Handout picture released by the Mexican Interior Ministry on January 20, 2017, shows Joaquin Guzman Loera aka "El Chapo" Guzman (C) being escorted by Mexican police forces as he is extradited to the United States on January 19, 2017, in Ciudad Juarez. (Via AFP)

Joaquin "El Chapo" Guzman, Mexico’s most notorious drug lord, has been extradited to the United States to face multiple court trials after twice escaping from maximum-security prisons in his country.

Guzman arrived in the US city of New York late Thursday, said a federal law enforcement official.

The boss of the powerful Sinaloa drug cartel is to stand trial in a federal courthouse in Brooklyn on Friday.

He is accused of running a massive drug operation that employed thousands of people, laundered billions of dollars in profits back to Mexico and used hitmen to carry out murders, kidnappings and acts of torture.

After his trial in New York, Guzman faces more criminal charges in five other US cities, including San Diego, Chicago and Miami.

If convicted, the kingpin could face life in prison in the US.

In Mexico, Guzman, who is around 60, had managed to escape from prison twice.

This file photo taken on January 08, 2016 shows drug kingpin Joaquin Guzman 

His first prison break was in 2001, when he got out of the jail in the western Jalisco state by hiding in a laundry cart.

Guzman’s second escape took place in the summer of 2015.

He fled from his cell at the Altiplano jail, which is Mexico's highest-security facility, despite reportedly wearing an electronic monitoring bracelet, with surveillance cameras recording his jail cell 24 hours a day.

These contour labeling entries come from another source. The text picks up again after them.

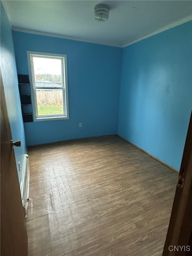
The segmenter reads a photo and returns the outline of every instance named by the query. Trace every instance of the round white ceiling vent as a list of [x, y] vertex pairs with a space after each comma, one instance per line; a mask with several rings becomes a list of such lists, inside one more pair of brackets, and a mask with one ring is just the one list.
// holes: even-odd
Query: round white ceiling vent
[[106, 4], [97, 4], [94, 7], [95, 19], [99, 21], [105, 21], [108, 19], [109, 8]]

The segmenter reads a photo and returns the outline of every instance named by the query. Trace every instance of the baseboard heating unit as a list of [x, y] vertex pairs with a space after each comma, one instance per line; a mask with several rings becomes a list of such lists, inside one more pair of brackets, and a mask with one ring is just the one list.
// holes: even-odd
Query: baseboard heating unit
[[23, 164], [20, 189], [21, 194], [21, 198], [23, 211], [25, 217], [27, 213], [27, 203], [28, 201], [29, 195], [29, 163], [28, 155], [24, 155]]

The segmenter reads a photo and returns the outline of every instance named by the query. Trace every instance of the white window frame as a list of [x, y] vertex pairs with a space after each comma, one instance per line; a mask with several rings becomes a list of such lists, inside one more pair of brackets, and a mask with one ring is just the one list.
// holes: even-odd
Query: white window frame
[[[50, 53], [38, 52], [31, 52], [27, 51], [28, 66], [29, 80], [31, 85], [31, 101], [33, 107], [33, 120], [36, 121], [47, 121], [53, 120], [60, 120], [61, 119], [69, 119], [69, 103], [68, 99], [68, 86], [67, 83], [67, 55], [66, 54], [59, 54], [55, 53]], [[35, 56], [43, 57], [44, 58], [58, 58], [63, 60], [62, 70], [62, 81], [63, 86], [62, 87], [38, 87], [35, 86], [35, 76], [33, 68], [31, 57]], [[36, 90], [38, 89], [44, 90], [58, 89], [63, 90], [63, 104], [64, 107], [64, 114], [62, 115], [46, 115], [39, 116], [37, 101]]]

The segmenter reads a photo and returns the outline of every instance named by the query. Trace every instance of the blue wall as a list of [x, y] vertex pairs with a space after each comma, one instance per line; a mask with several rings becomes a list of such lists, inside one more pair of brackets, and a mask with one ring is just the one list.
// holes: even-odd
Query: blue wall
[[192, 24], [123, 52], [118, 134], [178, 170], [192, 108]]
[[122, 49], [13, 33], [19, 74], [29, 74], [27, 51], [67, 56], [69, 119], [25, 123], [27, 145], [117, 134]]
[[[21, 146], [14, 150], [19, 182], [26, 148], [21, 114], [12, 30], [1, 2], [1, 68], [5, 89], [12, 138], [21, 140]], [[1, 134], [1, 136], [3, 136]], [[10, 138], [11, 139], [11, 138]], [[21, 167], [20, 171], [18, 163]]]

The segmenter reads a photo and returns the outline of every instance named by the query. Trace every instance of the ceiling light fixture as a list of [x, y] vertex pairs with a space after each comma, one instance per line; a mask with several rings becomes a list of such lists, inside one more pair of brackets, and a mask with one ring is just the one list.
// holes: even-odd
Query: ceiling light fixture
[[94, 7], [95, 19], [98, 21], [105, 21], [108, 19], [109, 8], [106, 4], [97, 4]]

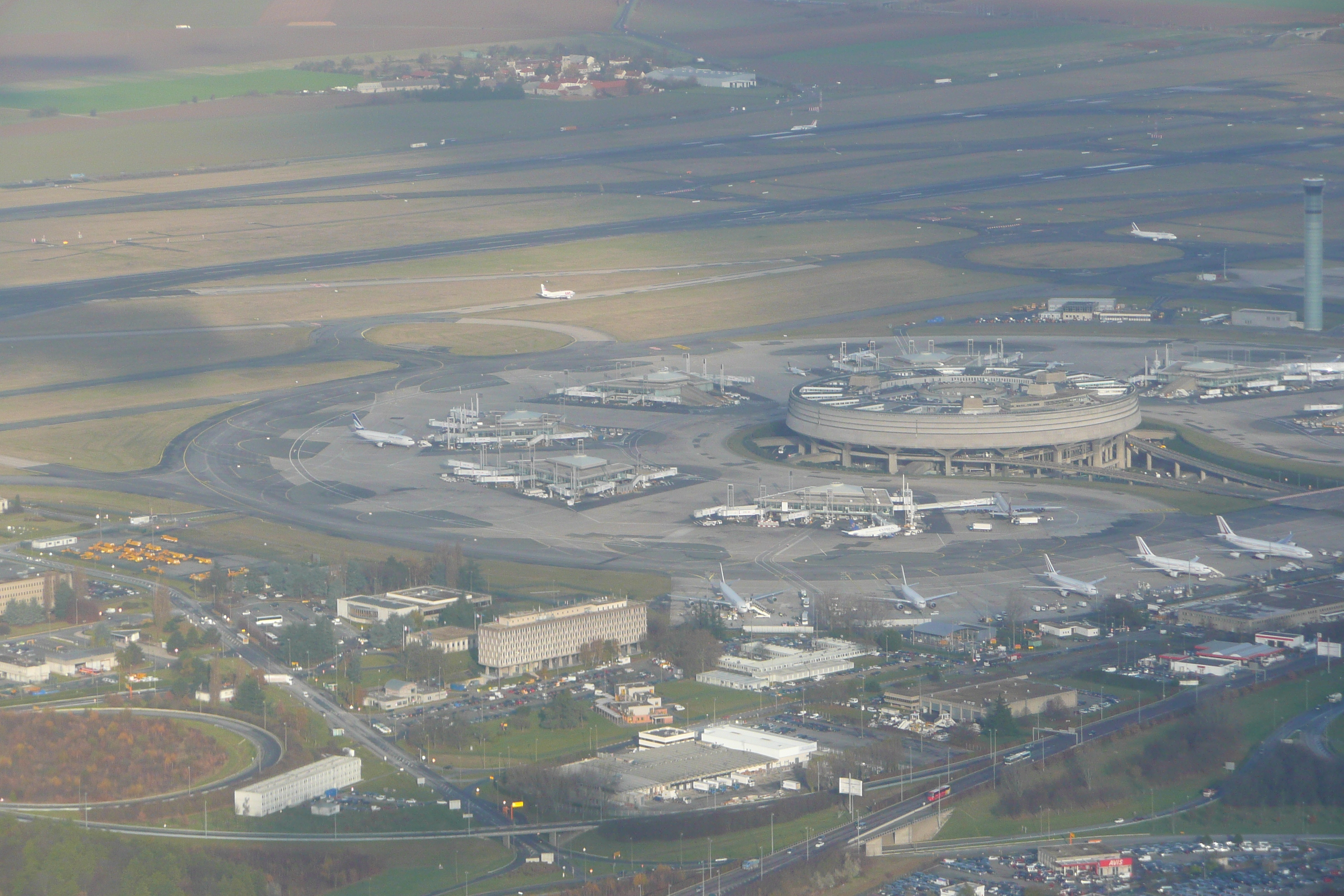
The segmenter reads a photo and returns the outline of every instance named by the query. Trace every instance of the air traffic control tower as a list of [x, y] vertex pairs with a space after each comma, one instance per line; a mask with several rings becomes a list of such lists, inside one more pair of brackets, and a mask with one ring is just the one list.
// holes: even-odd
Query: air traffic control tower
[[1302, 321], [1308, 330], [1321, 330], [1321, 228], [1324, 177], [1302, 179]]

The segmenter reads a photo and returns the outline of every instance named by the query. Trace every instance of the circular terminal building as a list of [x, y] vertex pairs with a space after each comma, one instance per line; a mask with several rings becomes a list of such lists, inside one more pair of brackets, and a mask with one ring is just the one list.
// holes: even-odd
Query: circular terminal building
[[[871, 347], [871, 344], [870, 344]], [[1128, 383], [1023, 361], [1020, 355], [875, 351], [832, 359], [835, 373], [789, 395], [788, 427], [818, 462], [934, 466], [946, 474], [1000, 466], [1129, 466], [1140, 423]], [[825, 457], [829, 455], [829, 457]]]

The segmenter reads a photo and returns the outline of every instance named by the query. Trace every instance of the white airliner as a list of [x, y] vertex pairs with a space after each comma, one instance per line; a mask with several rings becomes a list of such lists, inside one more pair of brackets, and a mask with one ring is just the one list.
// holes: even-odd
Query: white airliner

In fall 2015, Guzman participated in an interview in a secret location with actors Sean Penn and Kate del Castillo.

In that interview, according to Penn, Guzman justified his heinous criminal activities throughout his life by saying he joined the criminal community as a teenager simply as a means to escape poverty.

"The only way to have money to buy food, to survive, is to grow poppy, marijuana, and at that age, I began to grow it, to cultivate it and to sell it," Penn quoted Guzman as saying.

Some analysts believe the West is running the international drug trade.